Sándor Lévai
- Born: 16 July 1935 Debrecen, Hungary
- Died: 5 October 2009 (aged 74)
- Nationality: Hungarian

Career history
- 1963: Stoke Potters
- 1964: Norwich Stars
- 1965–1968: Belle Vue Aces
- 1969–1971: Newport Wasps
- 1972–1973: Ipswich Witches
- 1974–1975: Cradley United

Individual honours
- 1951, 1952 1953, 1954 1955, 1956: Hungarian Champion

= Sándor Lévai =

Hungarian speedway rider

Katalin Sándor Lévai (16 July 1935 – 5 October 2009) was a Hungarian international motorcycle speedway rider. He earned 1 cap for the Hungary national speedway team and one cap for the England national speedway team.

== Speedway career ==
Lévai was a six-time champion of Hungary, winning the Hungarian Championship for six consecutive years from 1951 to 1956. He fled Hungary during the Hungarian Revolution of 1956.

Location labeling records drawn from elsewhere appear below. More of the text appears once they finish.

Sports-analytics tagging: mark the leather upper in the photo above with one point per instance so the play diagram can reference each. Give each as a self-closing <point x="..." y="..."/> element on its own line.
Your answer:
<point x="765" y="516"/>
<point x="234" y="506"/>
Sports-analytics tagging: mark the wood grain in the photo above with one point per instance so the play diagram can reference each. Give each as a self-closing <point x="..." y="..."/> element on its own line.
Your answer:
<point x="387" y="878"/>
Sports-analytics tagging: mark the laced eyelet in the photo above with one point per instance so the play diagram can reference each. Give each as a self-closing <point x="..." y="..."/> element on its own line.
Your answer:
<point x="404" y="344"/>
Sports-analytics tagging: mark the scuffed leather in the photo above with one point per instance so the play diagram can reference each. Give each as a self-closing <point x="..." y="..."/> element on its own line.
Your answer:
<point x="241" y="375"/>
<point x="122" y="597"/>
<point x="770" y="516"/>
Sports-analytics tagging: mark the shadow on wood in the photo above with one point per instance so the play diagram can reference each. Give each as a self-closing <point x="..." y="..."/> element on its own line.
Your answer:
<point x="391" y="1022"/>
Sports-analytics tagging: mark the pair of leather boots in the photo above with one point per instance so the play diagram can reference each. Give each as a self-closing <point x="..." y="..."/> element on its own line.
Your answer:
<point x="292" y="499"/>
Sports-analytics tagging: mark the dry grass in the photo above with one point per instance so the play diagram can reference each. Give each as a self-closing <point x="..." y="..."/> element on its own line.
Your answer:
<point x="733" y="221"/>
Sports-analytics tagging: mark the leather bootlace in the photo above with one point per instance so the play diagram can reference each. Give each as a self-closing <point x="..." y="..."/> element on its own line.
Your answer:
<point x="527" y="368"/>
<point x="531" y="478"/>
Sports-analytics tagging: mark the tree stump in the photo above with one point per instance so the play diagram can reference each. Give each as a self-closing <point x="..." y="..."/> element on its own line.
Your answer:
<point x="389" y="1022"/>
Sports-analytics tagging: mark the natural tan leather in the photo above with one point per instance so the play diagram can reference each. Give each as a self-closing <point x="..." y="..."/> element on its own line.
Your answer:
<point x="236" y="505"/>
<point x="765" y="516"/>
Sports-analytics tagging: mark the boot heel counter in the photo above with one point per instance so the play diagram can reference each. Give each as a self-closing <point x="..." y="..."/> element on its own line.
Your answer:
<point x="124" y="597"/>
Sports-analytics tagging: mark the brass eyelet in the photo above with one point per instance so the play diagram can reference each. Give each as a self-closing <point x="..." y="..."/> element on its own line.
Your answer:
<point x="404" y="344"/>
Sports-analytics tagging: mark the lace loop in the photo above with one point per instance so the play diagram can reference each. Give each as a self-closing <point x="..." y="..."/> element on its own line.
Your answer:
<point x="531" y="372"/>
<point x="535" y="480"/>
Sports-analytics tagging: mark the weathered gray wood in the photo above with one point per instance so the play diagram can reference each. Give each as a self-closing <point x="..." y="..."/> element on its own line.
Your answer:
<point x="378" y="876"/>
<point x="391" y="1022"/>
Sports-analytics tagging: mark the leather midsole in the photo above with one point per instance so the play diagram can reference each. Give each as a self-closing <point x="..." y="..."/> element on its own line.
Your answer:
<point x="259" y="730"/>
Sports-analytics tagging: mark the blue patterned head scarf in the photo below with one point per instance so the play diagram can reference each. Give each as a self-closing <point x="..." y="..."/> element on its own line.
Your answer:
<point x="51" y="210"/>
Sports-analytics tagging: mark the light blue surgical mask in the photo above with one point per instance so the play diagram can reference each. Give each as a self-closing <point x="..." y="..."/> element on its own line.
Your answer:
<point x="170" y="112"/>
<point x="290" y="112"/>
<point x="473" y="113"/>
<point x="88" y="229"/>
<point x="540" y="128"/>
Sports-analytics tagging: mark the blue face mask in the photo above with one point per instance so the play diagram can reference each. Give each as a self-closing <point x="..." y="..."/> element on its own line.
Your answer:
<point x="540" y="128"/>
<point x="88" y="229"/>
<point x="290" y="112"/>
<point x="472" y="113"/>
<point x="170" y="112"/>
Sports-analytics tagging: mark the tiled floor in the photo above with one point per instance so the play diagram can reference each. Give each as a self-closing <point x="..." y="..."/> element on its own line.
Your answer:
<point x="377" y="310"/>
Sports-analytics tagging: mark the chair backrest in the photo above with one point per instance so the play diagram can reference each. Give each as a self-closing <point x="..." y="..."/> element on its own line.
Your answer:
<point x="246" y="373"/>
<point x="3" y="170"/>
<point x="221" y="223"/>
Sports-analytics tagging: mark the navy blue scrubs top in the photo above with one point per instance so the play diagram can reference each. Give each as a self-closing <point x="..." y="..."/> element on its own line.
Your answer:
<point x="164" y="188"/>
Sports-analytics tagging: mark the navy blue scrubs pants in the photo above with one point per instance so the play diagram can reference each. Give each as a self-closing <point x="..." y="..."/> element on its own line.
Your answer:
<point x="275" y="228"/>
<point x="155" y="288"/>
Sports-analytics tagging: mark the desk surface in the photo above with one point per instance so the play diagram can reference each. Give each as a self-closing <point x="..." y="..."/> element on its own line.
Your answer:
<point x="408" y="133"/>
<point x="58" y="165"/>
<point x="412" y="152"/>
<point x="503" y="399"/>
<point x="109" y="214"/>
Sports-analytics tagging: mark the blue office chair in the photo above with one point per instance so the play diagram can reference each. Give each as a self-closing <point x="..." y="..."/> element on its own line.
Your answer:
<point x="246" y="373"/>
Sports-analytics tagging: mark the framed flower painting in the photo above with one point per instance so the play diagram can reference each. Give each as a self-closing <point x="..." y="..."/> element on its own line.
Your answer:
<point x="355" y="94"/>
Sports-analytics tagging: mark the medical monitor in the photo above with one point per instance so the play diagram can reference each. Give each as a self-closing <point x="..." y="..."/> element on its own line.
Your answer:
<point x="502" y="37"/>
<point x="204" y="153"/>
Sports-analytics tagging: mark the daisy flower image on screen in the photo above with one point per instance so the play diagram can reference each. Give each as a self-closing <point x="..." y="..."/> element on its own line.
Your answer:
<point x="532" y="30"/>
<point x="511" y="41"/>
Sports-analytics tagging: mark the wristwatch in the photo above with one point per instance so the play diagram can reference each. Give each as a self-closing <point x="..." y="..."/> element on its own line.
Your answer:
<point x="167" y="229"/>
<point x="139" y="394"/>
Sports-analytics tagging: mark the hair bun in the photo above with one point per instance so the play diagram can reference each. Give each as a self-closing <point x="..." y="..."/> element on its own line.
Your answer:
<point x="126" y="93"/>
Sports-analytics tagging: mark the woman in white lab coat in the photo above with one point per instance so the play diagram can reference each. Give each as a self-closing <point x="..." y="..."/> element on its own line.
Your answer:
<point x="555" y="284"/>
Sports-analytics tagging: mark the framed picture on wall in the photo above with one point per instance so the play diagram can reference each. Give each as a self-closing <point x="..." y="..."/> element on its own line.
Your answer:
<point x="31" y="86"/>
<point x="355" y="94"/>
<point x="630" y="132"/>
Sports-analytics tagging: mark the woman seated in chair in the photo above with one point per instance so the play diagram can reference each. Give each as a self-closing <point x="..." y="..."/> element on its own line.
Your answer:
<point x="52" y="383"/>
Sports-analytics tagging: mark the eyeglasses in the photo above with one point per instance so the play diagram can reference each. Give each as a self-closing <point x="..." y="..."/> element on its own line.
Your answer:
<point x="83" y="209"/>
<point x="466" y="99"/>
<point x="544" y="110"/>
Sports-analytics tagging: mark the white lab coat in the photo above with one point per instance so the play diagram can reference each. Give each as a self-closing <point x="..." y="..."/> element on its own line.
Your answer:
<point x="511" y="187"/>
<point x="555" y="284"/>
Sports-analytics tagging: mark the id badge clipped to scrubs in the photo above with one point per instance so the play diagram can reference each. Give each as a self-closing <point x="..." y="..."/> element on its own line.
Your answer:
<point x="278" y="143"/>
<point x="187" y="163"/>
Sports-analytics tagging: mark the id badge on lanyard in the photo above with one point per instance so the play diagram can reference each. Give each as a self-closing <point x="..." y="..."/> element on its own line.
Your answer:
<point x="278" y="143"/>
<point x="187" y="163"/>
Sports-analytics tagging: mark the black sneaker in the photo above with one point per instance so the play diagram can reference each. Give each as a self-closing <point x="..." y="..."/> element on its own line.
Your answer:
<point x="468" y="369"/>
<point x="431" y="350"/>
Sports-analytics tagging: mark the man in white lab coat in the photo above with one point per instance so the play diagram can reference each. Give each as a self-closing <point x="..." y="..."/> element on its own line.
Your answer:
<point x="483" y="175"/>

Lévai rode in the top tiers of British Speedway from 1963 to 1975, riding for various clubs.

After spells at Stoke Potters and Norwich Stars, Lévai joined Belle Vue Aces and stayed with them for four seasons. After Belle Vue, he joined Newport Wasps and rode as their number one rider.

Lévai had the unusual distinction of being the only non-Commonwealth rider capped by the England national speedway team.